1. 会社概要|大阪大学発、マイクロ波プロセスの技術ライセンス企業
マイクロ波化学株式会社(証券コード9227、東証グロース、EDINETコードE37740、日本基準・非連結)は、2007年設立の大阪大学発ベンチャーです。本社は大阪府吹田市、実証拠点の大阪事業所は大阪市住之江区にあります。代表取締役社長CEOは吉野巌氏、共同創業者でCSOの塚原保徳氏が技術を主導します。従業員は約49名(2025年3月期)と少数精鋭で、2022年6月24日に東証グロースへ上場しました(公開価格605円・初値550円)。
事実:事業モデルは、電子レンジと同じ原理のマイクロ波加熱で化学反応を「直接・選択的」に起こし、省エネ・低CO2の製造プロセスを開発・提供するものです。収益は開発段階では共同開発費・実証機設計費として、顧客の事業化段階ではプロジェクトマネジメントフィー+ライセンス収入(一時金・ロイヤリティ)として計上します。会社は開発段階をPhase1(初期)〜Phase4(ライセンス・ロイヤリティ)で管理しています(出典:会社IR・決算説明資料)。推察:つまり本質は「マイクロ波の受託開発+技術ライセンス」であり、案件が事業化フェーズに進むほど継続収益(ロイヤリティ)が積み上がる設計です。裏を返せば、大型案件が事業化に届くまでは売上が一時金中心で不安定になりやすい構造です。
2. 決算構造の要点|「決算期変更」で2026年6月期は15カ月変則決算
この銘柄の数字を読むうえで最初に押さえるべき論点が決算期変更です。2025年6月25日の株主総会で定款変更が承認され、決算期を「3月期」から「6月期」へ変更。その経過期間となる2026年6月期は、2025年4月1日〜2026年6月30日の「15カ月」変則決算となっています(出典:2026年6月期第4四半期決算短信)。前年同期比が単純比較できないため、注意が必要です。

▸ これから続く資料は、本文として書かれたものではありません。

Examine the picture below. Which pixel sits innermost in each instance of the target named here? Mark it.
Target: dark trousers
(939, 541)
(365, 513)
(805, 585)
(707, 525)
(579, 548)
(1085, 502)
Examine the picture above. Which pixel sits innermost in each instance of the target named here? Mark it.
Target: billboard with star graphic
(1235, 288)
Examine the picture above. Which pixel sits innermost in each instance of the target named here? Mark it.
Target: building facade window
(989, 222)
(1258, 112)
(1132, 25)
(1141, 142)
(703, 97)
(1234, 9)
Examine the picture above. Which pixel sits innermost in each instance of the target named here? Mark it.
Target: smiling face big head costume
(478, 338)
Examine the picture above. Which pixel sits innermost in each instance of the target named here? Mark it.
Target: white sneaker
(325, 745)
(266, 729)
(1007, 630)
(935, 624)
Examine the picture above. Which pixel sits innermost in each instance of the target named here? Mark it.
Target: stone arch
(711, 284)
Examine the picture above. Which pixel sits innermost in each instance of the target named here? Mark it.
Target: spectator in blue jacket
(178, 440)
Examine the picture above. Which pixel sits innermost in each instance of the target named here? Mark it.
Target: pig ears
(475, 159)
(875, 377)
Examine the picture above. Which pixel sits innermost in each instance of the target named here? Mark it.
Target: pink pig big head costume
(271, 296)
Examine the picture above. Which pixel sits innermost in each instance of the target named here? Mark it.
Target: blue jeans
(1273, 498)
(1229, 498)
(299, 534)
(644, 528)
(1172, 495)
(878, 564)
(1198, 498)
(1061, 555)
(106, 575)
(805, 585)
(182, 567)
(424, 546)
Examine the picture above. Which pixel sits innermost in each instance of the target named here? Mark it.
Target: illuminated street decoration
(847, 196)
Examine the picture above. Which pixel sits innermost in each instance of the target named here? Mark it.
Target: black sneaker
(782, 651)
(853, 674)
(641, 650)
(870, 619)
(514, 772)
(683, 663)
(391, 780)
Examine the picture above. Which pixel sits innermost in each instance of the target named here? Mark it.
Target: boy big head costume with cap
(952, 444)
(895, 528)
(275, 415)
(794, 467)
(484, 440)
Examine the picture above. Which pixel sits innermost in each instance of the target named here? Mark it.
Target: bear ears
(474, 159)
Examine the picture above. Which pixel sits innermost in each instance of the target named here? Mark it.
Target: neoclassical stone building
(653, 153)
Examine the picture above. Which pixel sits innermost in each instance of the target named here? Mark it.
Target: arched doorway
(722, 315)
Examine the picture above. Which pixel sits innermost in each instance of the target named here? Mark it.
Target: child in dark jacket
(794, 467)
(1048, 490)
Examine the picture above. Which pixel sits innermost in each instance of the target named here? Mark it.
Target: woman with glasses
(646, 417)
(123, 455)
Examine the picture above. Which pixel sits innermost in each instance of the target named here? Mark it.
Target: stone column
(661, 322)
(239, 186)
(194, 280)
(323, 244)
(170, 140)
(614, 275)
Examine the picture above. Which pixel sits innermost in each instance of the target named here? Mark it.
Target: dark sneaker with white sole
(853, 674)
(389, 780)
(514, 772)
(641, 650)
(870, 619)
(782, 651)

| 会計期間 | 売上高 | 営業利益 | 純利益 | 純資産 | 自己資本比率 |
|---|---|---|---|---|---|
| 2024年3月期(12カ月) | 1,863 | 134 | ▲944 | 856 | 45.2% |
| 2025年3月期(12カ月) | 1,608 | 187 | 161 | 1,064 | 50.1% |
| 2026年6月期・第4Q累計(〜2026/3、12カ月・実績) | 803 | ▲813 | ▲816 | 293 | 15.1% |
| 2026年6月期・通期(15カ月・修正予想) | 1,044 | ▲954 | ▲986 | — | — |
(単位:百万円。出典:EDINET有価証券報告書、2026年6月期各四半期決算短信、2026年5月12日「通期業績予想の修正」。当初予想は売上1,613/営業▲853/純▲884。)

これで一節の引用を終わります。